Bonz ... this table shows how different oil viscosity changes the shearing heat (the frictional power loss) and the MOFT in journal bearings at two different RPM. Thicker oil has more shear heat generation but generates more MOFT, and RPM is a huge factor too. Going from 2500 to 7500 RPM generates about 9-10 times more shearing heat in the journal bearings. Oil will heat up way faster (and run hotter) at higher RPM than at idle or lower RPM, regardless of the viscosity.

View attachment 67081
Yes, I had seen the chart last time when it was posted. Very good information. Makes sense why my engine gets warmer quicker with 20w50.
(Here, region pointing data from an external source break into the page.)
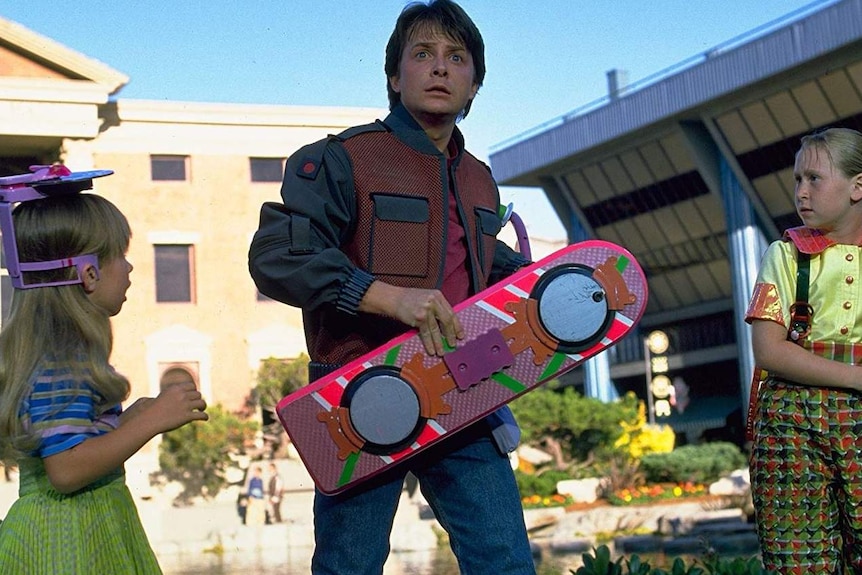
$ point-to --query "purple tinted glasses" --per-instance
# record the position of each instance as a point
(42, 182)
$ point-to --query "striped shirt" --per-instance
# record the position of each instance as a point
(63, 410)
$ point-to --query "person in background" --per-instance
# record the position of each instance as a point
(382, 229)
(805, 457)
(275, 492)
(60, 400)
(255, 513)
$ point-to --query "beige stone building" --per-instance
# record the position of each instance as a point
(191, 178)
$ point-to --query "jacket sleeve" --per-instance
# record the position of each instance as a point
(295, 255)
(506, 262)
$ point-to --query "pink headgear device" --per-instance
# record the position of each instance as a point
(42, 182)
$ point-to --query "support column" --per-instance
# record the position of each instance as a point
(748, 222)
(746, 245)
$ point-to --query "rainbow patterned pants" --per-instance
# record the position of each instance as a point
(806, 476)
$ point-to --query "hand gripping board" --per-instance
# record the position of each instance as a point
(396, 400)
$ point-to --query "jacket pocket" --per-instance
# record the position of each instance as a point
(399, 236)
(488, 225)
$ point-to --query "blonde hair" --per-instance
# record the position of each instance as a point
(59, 322)
(843, 146)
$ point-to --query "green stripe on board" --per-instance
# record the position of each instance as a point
(622, 263)
(509, 382)
(347, 472)
(553, 365)
(392, 355)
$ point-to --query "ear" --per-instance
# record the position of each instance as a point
(856, 192)
(90, 277)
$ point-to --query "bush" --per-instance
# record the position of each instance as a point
(705, 463)
(543, 484)
(600, 564)
(197, 455)
(571, 427)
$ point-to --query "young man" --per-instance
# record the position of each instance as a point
(383, 228)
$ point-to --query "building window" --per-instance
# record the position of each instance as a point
(175, 375)
(266, 169)
(168, 168)
(174, 273)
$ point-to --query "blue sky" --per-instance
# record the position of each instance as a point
(544, 58)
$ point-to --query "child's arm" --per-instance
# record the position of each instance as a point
(789, 360)
(94, 458)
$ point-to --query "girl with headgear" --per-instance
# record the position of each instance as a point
(60, 415)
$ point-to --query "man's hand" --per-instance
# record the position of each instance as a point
(423, 309)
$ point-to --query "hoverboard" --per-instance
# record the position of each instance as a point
(396, 400)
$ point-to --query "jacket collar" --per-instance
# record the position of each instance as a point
(408, 130)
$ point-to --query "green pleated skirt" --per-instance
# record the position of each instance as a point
(95, 530)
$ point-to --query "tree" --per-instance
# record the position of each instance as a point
(198, 455)
(574, 429)
(277, 378)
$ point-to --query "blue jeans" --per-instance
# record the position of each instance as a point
(469, 485)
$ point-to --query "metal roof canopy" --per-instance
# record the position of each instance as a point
(641, 169)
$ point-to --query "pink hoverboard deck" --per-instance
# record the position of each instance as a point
(395, 401)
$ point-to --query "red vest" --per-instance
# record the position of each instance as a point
(400, 234)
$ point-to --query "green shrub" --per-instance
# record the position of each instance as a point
(197, 455)
(599, 563)
(703, 463)
(543, 484)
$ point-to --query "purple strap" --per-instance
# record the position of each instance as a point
(42, 182)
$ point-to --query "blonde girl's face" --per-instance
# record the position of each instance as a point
(823, 194)
(108, 292)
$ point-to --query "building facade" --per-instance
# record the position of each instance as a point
(191, 178)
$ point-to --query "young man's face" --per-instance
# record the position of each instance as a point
(436, 76)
my question describes the opposite: the engine runs cooler on xxw-50 compared to xxw-40.

also in slow traffic, the temperature rise is slower with the 50.

any reason behind this?
Yes, I saw that. First part of my post shares why it would use less oil with the heavier weight, which is what I understood you to be saying. Then with respect to the post above, sharing my experience (opposite of yours) with a heavier weight oil with respect temperature. I cannot offer an explanation as it is contrary to what I understand to be the case from others and my experience.
 
my question describes the opposite: the engine runs cooler on xxw-50 compared to xxw-40.

also in slow traffic, the temperature rise is slower with the 50.

any reason behind this?
Maybe the xxW-50 sheared down thinner than what the xxW-40 was.